Oriana  Fallaci era como un abanico chino  detrás del cual todo rostro guarda las contradicciones de la vida, incluida la rabia  por vivir. En esto se parecía a su compatriota Curzio Malaparte. Los dos  creyeron, uno  en la suave y melancólica tierra de Toscana donde duerme el descanso de la muerte, la otra entre el cinturón de Nueva York hasta su fallecimiento, que Italia, Europa entera y más de medio mundo, es una masa putrefacta, el cadáver descompuesto de una madre muerta que en vida fuera cruel, desalmada y pérfida.

 A la Fallaci  y a Malaparte siempre les acompañó el escándalo.

Cuando Curzio era un muerto frío, casi congelado, llevado  por los  caminos solitarios de las hondonadas florentinas como arpas de hierba al  encuentro de su tumba en Prato en un furgón funerario, también se enterraba con él la carne muerta del cadáver materno, la sangre cuajada corriendo como la lava del  Etna por las calles de Nápoles al encuentro de la bahía, y a aquellos efebos espigados, heridos en su pudor, profundamente desencajados, femeninos hasta en la saliva, bajo la Torre del Greco en un  acantilado pétreo  cara a la bahía azulada de Capri, la isla de los farallones y los pinos negros.

 Espero regresar a ellos en los primeros días de noviembre y así  adormecer el alma entre olivares y viñedos, subiendo por la escalera fenicia, desde Marina Grande a la Villa de San Michele, para llegar, ya con la tarde a cuestas, a las imperiales ruinas de la villa Damecuta, donde la brisa trae cantos de sirena y recuerdo de amores furtivos.

Oriana, igual  a la  libélula envuelta en capullo, como aquel niño que jamás nació y quedó en las entrañas de su madre mamando sin cesar la sangre, se debatió en la polémica casi desde su nacimiento a la literatura, cuando era un proyecto de periodista por las calles de Roma.

 La Fallaci decía,  observando la apesadumbrada Europa  padeciendo el fundamentalismo islámico, algo certero: “...  detrás de nuestra civilización están Homero, Sócrates, Platón, Aristóteles y Fidias, entre otros muchos.
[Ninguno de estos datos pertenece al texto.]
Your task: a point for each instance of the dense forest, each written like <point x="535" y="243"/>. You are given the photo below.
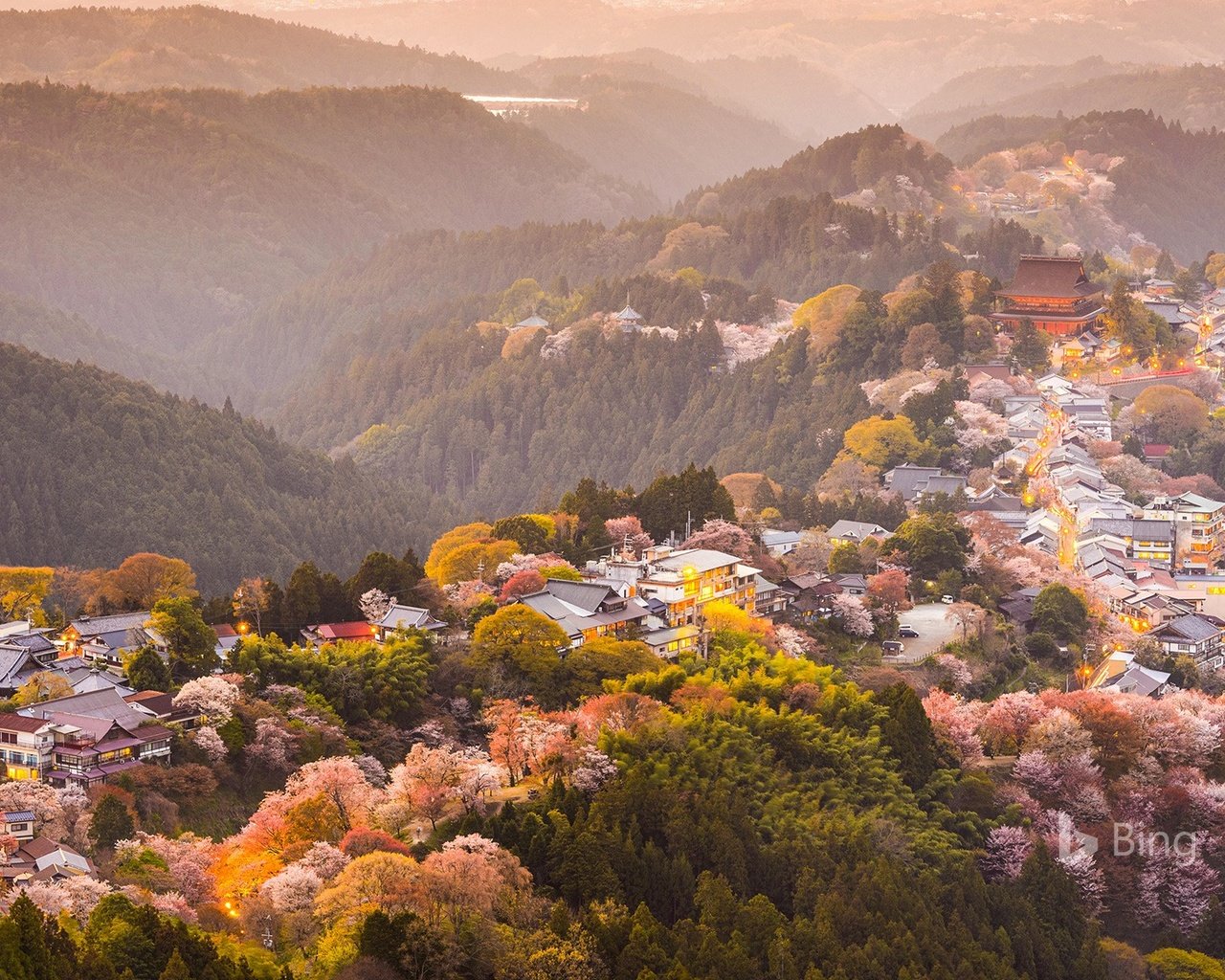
<point x="1168" y="185"/>
<point x="839" y="166"/>
<point x="805" y="100"/>
<point x="1194" y="95"/>
<point x="207" y="47"/>
<point x="201" y="205"/>
<point x="97" y="467"/>
<point x="658" y="136"/>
Está la antigua Grecia con su Partenón y su descubrimiento de la Democracia. Está la antigua Roma con su grandeza, sus leyes y su concepción de la Ley. Con su escultura, su literatura y su arquitectura. Sus palacios y sus anfiteatros, sus acueductos, sus puentes y sus calzadas”.

Había dentro de ella en esos instantes – y lo hay ahora en Europa- el llamado “síndrome andalusí”, con el que  desde hace años analistas y periodistas tratan de  escudriñar las causas que propician la expansión del islamismo exaltado que, por desgracia, ha ido ganando terreno al verdadero Islam – abierto, conciliador, pleno de virtudes humanísticas -  convirtiéndose en delirio cruel y desalmado.

 Sobre esto, y Oriana, habrá que seguir matizando conceptos. Posiblemente  desde Capri, cuando la serenidad haga mella en  el alma y el acogedor otoño esté en su mayor esplendor.